Откуда он знает мою фамилию, мы же с ним никогда не встречались, да и никто так ко мне никогда не обращался: господин Мессмер; это наверняка плохой знак, но теперь уж надо открывать. Его кисло-сладкая улыбочка, как и на перроне, крупные резцы и эта печаль в глазах, словно что-то его угнетает.
— Простите, если я нарушаю ваш заслуженный вечерний отдых, — говорит он, — но мне поручено с вами переговорить. Разрешите на минутку войти.
Поручено? Кем поручено? Это я его сейчас спрошу, как только он усядется, я у него спрошу.
— Входите.
Каким быстрым взглядом он окидывает комнату, и как мгновенно из глаз его исчезает печаль, уступая место любопытству, в один миг он все охватил и зафиксировал в памяти; указывая на сломанные часы в мраморном корпусе, он говорит:
— Прекрасная вещица. — И потом добавляет: — А у вас тут очень мило. — И, не меняя тона: — Моя фамилия Мурвиц. — И при этом усаживается в старое кресло, которое много лет назад мне подарил шеф.
Мне остается только сесть на табуретку и предоставить ему слово, ему, который назвал меня так, как никто еще не называл в Холленхузене. Видно, его слепит свет, он немного отодвигается в сторону, дружелюбно смотрит на меня и уже говорит то, о чем я хотел его спросить: итак, это господин Мурвиц из Шлезвига, и он представляет интересы семейства Целлер.
Что он хочет этим сказать? О каких, собственно, интересах говорит? Я его не понимаю, знаю только, что должен сейчас быть начеку, пусть даже он мне ободряюще кивает и расхваливает ларь, подаренный мне Доротеей. Правда ли, тихо спрашивает он, что я уже более двадцати лет живу с семейством Целлер? На что я отвечаю:
— Уже тридцать один год, я был с ними с самого начала.
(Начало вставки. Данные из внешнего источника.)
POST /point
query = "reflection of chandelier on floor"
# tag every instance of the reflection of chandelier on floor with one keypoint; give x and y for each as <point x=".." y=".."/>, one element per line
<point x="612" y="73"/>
— Господи, — говорит он, — тридцать один год, сколько за это время случается, сколько всего пережито, хочешь ты того или нет. — Он закрывает глаза, может, размышляет о том, сколько сам он за прошедшие тридцать один год пережил, и затем качает головой, усмехается, не веря, словно это слишком много для минутного воспоминания.
— Мне рассказывали, — говорит он, — что вы с господином Конрадом Целлером очень близки и что он в конце войны, так сказать, ввел вас в свою семью.
Десантная баржа, она кренится и тонет; прыгающие, в полном снаряжении прыгающие в воду солдаты, и плывущие лошади, они фыркают и храпят, бьют копытами по воде, и желтый, уносимый волнами плот, с которого машут и кричат люди, а потом вывернутые, исполненные страха глазные яблоки, мокрая шея, удары.
— Он меня вытащил, — говорю я, — когда мы тонули, шеф нырнул за мной и меня вытащил.
— Это мне рассказали, — говорит он, — и я также узнал, что он и при втором несчастном случае спас вас от еще худшего. Это так?